Military Operations in Urban Terrain (MOUT) require the capability to perceive and to analyze the situation around a
patrol in order to recognize potential threats. A permanent monitoring of the surrounding area is essential in order to
appropriately react to the given situation, where one relevant task is the detection of objects that can pose a threat.
Especially the robust detection of persons is important, as in MOUT scenarios threats usually arise from persons. This
task can be supported by image processing systems. However, depending on the scenario, person detection in MOUT can
be challenging, e.g. persons are often occluded in complex outdoor scenes and the person detection also suffers from low
image resolution. Furthermore, there are several requirements on person detection systems for MOUT such as the
detection of non-moving persons, as they can be a part of an ambush.
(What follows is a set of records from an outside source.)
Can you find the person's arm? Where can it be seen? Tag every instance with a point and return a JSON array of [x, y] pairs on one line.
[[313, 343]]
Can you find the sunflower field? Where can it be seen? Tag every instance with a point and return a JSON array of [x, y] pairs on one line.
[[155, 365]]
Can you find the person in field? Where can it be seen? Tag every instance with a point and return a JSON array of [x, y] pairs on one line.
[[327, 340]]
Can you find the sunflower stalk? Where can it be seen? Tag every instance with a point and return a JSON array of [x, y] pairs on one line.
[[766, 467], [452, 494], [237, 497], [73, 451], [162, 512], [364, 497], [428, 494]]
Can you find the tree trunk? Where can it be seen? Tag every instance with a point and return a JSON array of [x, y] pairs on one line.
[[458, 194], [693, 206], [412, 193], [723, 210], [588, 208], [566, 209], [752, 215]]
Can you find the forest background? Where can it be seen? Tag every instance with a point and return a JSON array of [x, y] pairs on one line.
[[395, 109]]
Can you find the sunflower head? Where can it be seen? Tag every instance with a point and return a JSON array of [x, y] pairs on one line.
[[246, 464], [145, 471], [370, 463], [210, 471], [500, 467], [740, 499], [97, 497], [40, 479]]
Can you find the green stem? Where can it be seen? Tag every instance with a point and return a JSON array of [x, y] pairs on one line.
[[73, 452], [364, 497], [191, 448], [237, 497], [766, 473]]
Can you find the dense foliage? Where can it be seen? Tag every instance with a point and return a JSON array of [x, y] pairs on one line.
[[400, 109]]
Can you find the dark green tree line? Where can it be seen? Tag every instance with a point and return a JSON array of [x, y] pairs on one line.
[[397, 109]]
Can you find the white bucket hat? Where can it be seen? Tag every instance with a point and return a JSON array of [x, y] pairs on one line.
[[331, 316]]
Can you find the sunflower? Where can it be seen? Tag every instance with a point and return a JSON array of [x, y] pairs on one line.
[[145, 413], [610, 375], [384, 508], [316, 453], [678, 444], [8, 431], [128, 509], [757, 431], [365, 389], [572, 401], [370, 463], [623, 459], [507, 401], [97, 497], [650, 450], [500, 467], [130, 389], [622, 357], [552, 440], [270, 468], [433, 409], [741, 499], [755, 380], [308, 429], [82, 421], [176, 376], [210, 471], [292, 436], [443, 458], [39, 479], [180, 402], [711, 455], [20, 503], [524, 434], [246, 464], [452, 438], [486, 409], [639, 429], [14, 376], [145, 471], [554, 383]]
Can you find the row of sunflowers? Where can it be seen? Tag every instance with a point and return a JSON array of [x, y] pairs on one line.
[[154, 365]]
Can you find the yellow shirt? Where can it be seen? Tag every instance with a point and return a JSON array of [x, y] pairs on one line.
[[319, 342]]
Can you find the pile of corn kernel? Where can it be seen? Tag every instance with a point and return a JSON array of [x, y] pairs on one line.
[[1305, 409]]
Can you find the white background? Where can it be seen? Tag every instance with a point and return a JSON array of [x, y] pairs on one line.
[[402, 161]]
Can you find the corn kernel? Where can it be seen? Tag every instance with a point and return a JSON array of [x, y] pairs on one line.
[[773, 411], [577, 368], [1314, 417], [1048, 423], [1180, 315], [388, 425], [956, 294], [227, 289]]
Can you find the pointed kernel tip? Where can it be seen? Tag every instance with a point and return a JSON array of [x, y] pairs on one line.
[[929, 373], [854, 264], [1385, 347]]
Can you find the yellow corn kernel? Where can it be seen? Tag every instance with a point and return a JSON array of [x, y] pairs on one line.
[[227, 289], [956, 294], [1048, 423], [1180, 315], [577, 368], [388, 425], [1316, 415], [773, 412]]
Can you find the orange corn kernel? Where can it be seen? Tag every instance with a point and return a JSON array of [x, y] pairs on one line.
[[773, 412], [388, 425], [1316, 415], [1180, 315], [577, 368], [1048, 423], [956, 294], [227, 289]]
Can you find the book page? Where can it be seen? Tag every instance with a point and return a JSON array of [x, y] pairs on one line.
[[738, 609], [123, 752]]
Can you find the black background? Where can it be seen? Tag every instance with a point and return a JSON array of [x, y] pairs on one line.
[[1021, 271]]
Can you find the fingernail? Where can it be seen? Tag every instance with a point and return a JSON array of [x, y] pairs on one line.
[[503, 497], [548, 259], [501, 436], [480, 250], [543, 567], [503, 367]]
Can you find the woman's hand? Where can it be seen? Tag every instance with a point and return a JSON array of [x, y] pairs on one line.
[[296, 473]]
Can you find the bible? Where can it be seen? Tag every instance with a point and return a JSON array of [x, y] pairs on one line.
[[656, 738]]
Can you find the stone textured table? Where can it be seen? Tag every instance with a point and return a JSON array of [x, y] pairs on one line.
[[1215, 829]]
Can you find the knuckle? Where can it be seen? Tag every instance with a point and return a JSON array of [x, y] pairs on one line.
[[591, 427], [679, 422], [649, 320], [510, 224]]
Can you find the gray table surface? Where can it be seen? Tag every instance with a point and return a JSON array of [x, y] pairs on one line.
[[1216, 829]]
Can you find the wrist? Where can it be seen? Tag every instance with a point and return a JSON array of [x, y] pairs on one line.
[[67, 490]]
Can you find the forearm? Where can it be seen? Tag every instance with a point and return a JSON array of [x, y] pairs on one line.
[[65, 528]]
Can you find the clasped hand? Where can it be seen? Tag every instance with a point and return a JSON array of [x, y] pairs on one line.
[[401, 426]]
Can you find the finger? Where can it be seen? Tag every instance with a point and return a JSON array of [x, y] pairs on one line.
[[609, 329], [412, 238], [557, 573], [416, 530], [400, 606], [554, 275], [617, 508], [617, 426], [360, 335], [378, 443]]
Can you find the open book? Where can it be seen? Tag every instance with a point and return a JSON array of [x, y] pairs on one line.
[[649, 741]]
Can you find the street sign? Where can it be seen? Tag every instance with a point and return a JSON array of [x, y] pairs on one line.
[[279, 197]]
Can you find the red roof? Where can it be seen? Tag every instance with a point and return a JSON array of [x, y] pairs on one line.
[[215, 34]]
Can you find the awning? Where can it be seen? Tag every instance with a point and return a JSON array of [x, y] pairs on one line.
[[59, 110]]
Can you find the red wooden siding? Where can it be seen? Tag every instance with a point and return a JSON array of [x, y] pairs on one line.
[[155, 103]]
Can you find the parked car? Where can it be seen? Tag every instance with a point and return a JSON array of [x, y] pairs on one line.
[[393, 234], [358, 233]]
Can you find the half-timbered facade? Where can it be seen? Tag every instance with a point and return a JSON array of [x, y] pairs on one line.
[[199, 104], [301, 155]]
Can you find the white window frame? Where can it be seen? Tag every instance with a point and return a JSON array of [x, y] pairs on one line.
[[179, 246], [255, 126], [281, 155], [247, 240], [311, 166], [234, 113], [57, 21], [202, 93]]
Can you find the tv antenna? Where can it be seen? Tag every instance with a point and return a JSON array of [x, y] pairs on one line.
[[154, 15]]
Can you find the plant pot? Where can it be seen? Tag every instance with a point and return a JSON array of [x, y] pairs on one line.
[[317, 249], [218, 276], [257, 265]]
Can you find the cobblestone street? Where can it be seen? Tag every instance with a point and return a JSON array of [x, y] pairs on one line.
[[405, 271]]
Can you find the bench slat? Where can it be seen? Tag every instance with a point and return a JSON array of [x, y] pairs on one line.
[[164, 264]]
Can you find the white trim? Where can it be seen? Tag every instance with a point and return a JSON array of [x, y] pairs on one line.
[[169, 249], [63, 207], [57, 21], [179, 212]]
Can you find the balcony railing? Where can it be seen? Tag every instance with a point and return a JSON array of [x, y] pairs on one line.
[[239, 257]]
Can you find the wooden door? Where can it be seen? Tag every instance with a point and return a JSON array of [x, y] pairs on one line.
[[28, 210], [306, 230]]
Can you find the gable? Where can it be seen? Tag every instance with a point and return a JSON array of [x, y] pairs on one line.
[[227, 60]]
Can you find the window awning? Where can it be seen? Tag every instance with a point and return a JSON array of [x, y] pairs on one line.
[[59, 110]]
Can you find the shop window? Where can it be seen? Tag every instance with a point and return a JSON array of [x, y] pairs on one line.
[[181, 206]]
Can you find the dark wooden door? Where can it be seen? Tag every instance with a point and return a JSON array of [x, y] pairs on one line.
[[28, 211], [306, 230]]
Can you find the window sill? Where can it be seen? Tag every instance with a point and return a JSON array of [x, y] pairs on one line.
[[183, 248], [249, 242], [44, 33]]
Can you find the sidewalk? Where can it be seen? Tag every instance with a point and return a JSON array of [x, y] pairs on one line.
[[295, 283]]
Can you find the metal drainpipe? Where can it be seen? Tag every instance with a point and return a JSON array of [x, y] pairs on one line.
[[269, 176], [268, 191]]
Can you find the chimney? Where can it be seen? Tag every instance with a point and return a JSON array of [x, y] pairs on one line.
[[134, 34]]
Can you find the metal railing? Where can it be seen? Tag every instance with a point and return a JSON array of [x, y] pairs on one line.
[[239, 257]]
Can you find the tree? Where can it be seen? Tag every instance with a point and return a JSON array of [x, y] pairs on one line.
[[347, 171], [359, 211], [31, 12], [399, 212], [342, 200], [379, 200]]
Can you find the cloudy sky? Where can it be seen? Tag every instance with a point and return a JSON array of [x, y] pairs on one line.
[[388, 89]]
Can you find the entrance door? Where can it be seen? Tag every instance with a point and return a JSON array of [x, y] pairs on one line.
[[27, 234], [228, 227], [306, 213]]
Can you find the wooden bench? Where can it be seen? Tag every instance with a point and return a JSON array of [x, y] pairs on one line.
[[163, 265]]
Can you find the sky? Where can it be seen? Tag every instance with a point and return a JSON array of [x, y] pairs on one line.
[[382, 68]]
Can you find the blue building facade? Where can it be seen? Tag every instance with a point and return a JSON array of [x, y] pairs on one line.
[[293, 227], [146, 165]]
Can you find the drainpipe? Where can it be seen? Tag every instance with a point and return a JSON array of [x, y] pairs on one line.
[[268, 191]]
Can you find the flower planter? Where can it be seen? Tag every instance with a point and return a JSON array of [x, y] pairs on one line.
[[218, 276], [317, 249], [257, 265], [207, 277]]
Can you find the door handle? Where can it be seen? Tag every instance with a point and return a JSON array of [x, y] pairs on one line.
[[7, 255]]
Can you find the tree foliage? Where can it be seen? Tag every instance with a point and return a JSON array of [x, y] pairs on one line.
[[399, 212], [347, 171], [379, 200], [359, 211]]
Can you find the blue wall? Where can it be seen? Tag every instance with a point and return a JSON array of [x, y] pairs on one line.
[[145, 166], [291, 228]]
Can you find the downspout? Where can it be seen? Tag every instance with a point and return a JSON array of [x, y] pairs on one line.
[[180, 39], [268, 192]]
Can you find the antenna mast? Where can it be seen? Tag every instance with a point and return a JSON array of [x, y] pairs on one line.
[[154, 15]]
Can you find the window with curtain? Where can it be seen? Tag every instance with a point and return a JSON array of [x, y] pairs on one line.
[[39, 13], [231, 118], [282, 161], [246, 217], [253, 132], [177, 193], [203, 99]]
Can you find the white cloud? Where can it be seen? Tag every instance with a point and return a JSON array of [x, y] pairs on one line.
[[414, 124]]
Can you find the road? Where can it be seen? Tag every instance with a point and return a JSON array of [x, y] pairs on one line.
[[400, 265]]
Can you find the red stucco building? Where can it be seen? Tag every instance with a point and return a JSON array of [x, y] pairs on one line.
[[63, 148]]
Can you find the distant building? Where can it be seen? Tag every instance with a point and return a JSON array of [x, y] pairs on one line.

Existing detectors therefore have to operate on
single images with low thresholds for detection in order to not miss any person. This, in turn, leads to a comparatively
high number of false positive detections which renders an automatic vision-based threat detection system ineffective. In
this paper, a hybrid detection approach is presented. A combination of a discriminative and a generative model is
examined. The objective is to increase the accuracy of existing detectors by integrating a separate hypotheses
confirmation and rejection step which is built by a discriminative and generative model. This enables the overall
detection system to make use of both the discriminative power and the capability to detect partly hidden objects with the
models. The approach is evaluated on benchmark data sets generated from real-world image sequences captured during
MOUT exercises. The extension shows a significant improvement of the false positive detection rate.